In 2014, Larach said he wanted to "sort of slow down, so I looked for a place where I could continue to work and that would give me the opportunity to use my knowledge, but at the same time not assume a heavy workload." That is when he joined the team at Digestive & Liver Center of Florida.
"I come here three days a week and I do endoscopy procedures and ano-rectal surgeries. And I am developing what is the most important part: A pelvic floor center where we do studies for people with the major problems of constipation and fecal incontinence. That is a very prevalent issue and we are helping people here in an outpatient setting," he said.
Larach said his schedule also allows him time to feed his lifelong passion for teaching. "I maintain my relationship with the Florida Hospital group in teaching fellows. I'm in surgery with them and I go into their classes," he said. In addition, medical students from the University of Central Florida College of Medicine and the Florida State University College of Medicine come regularly to the Digestive & Liver Disease Center for one month-rotations. "It is very enlightening to maintain that contact," said the soft-spoken 71-year-old.
Larach said he was "a pioneer in developing laparoscopic colon and rectal surgery, followed by robotic surgery, and finally developed with two partners a technique for trans-anal resection that now has worldwide acceptance." Larach added that he wishes to continue innovating in the field of colorectal surgery. "I love teaching and I love to be involved with the younger generations."
Larach stays active outside the clinic and surgery center. His wife, a native of Switzerland, recently retired as an investment advisor with Merrill Lynch. They both are in their second marriages, have four adult sons between them, and "this year will increase the family with four grandbabies," he said. "We enjoy condo life with our two dogs, visiting with our friends and traveling," he said.
Larach is also a sailor. He has a sea-worthy 36-footer that he sometimes sails to Miami, the Florida Keys and the Virgin Islands. But most outings are "trips to nowhere" off the coast of Melbourne, where he docks his boat.

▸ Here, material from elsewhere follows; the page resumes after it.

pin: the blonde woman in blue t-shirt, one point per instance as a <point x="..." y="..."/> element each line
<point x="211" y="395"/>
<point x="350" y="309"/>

Over the years, Larach has joined humanitarian medical missions to remote areas in South America, Central America and Africa. "I helped people who had not seen a doctor in 60 years. Very interesting and very rewarding," he said.
But Larach's latest involvement with a charitable organization is the EarthWeb Foundation, a nonprofit with the motto "Earth's Sake for Our Sake."
"Simply put, it is about taking care of Mother Earth," said Larach, a member of the board. Besides supporting global issues that include, climate, hunger, agriculture and ecosystem sustainability, Larach said his role and that of other physicians has been to provide healthcare access to the poor, which has taken them to the Honduras, Haiti and the Amazon.
Larach said his philanthropy also includes "helping students here in Orlando achieve their goals of going to college."